For vast segments of the workforce engaged in the country's urban centres, and particularly capital Dhaka, this means away from where they spend the majority of each year, triggering the familiar mass exodus from cities around this time.
This year with the pandemic, the scientific advice is to not only avoid travelling across district lines, but even to avoid going out unless absolutely necessary - 'shelter in place', i.e. stay where you are.
The authorities had initially placed a ban on Eid journeys, while the law enforcers also came up for strict controlling of vehicles on the highways. Earlier on Tuesday, police sent back homebound people who thronged the Mawa ferry terminal area for crossing Padma to the capital.
But then the government backtracked from its strict position and allowed Eid journeys in private vehicles keeping the public transport movement suspended.
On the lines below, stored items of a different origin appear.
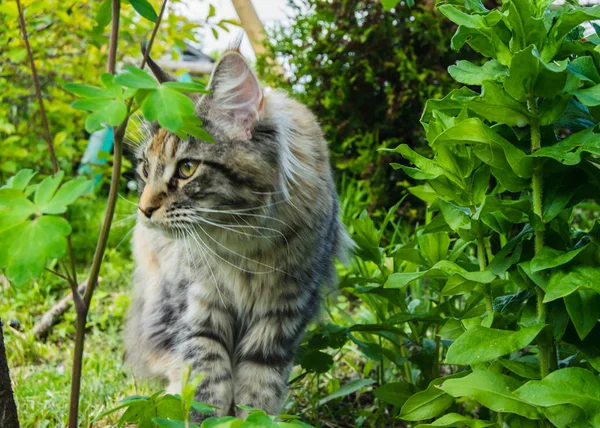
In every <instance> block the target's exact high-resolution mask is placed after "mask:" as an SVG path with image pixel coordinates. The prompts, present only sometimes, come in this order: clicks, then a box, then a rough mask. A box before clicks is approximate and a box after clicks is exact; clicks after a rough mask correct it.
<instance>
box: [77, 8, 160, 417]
mask: <svg viewBox="0 0 600 428" xmlns="http://www.w3.org/2000/svg"><path fill="white" fill-rule="evenodd" d="M166 3H167V0H164V1H163V5H162V7H161V10H160V14H159V16H158V19H157V20H156V23H155V25H154V30H153V31H152V36H151V38H150V42H149V44H148V49H146V54H145V55H144V60H143V62H142V65H141V67H140V68H142V69H143V68H144V65H145V63H146V60H147V58H148V55H149V52H150V47H151V46H152V43H154V38H155V37H156V33H157V31H158V26H159V25H160V22H161V20H162V16H163V14H164V11H165V6H166ZM120 7H121V2H120V0H112V27H111V35H110V45H109V55H108V71H109V73H112V74H114V73H115V68H116V52H117V44H118V40H119V15H120ZM131 101H132V100H130V103H129V104H128V109H127V110H128V111H127V113H128V114H127V116H126V118H125V120H124V121H123V123H121V124H120V125H119V126H118V127H117V129H116V130H115V131H114V151H113V166H112V174H111V180H110V190H109V192H108V200H107V202H106V210H105V215H104V223H103V224H102V229H101V230H100V236H99V237H98V243H97V245H96V251H95V253H94V258H93V259H92V267H91V268H90V273H89V276H88V281H87V287H86V290H85V293H84V295H83V305H82V306H81V309H80V310H77V321H76V330H75V348H74V350H73V372H72V373H73V374H72V379H71V398H70V407H69V428H77V419H78V412H79V395H80V390H81V372H82V366H83V345H84V340H85V325H86V321H87V315H88V311H89V308H90V304H91V302H92V296H93V294H94V289H95V288H96V285H97V284H98V275H99V273H100V266H101V264H102V259H103V258H104V252H105V251H106V244H107V242H108V235H109V233H110V227H111V225H112V220H113V216H114V213H115V207H116V205H117V199H118V196H119V182H120V180H121V160H122V155H123V137H124V136H125V130H126V129H127V124H128V122H129V109H130V108H131V105H132V102H131ZM76 308H77V305H76Z"/></svg>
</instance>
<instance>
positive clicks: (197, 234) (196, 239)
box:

On Friday, the government opened the ferry services on Shimulia-Kathalbari river route and permitted people to cross the river and go home to celebrate Eid.
The change in the government's stance has been interpreted as a green signal on all fronts to the home-going people, according to advocacy group Jatri Kalyan Samity, who have termed the relaxation 'a suicidal move' that would lead to more outbreaks occurring all over the nation.
Homebound journeys continued to pick up on Saturday, even as the country reported the highest single-day spike in new coronavirus cases.
Ignoring the risk of COVID-19 infection, thousands of people of southern part of the country crossed Padma River in the morning, aiming to celebrate Eid with family in the districts and villages of the hinterland that have so far been spared the worst of the epidemic in Bangladesh
Eid-ul-Fitr will be celebrated on Monday as Shawwal moon was not sighted at any place in 64 districts, said Md Nurul Islam, secretary for the Ministry of Religious Affairs.
The country reported the highest number of coronavirus cases-1,873 on Saturday, when thousands went home to celebrate Eid amid the high risk of infection.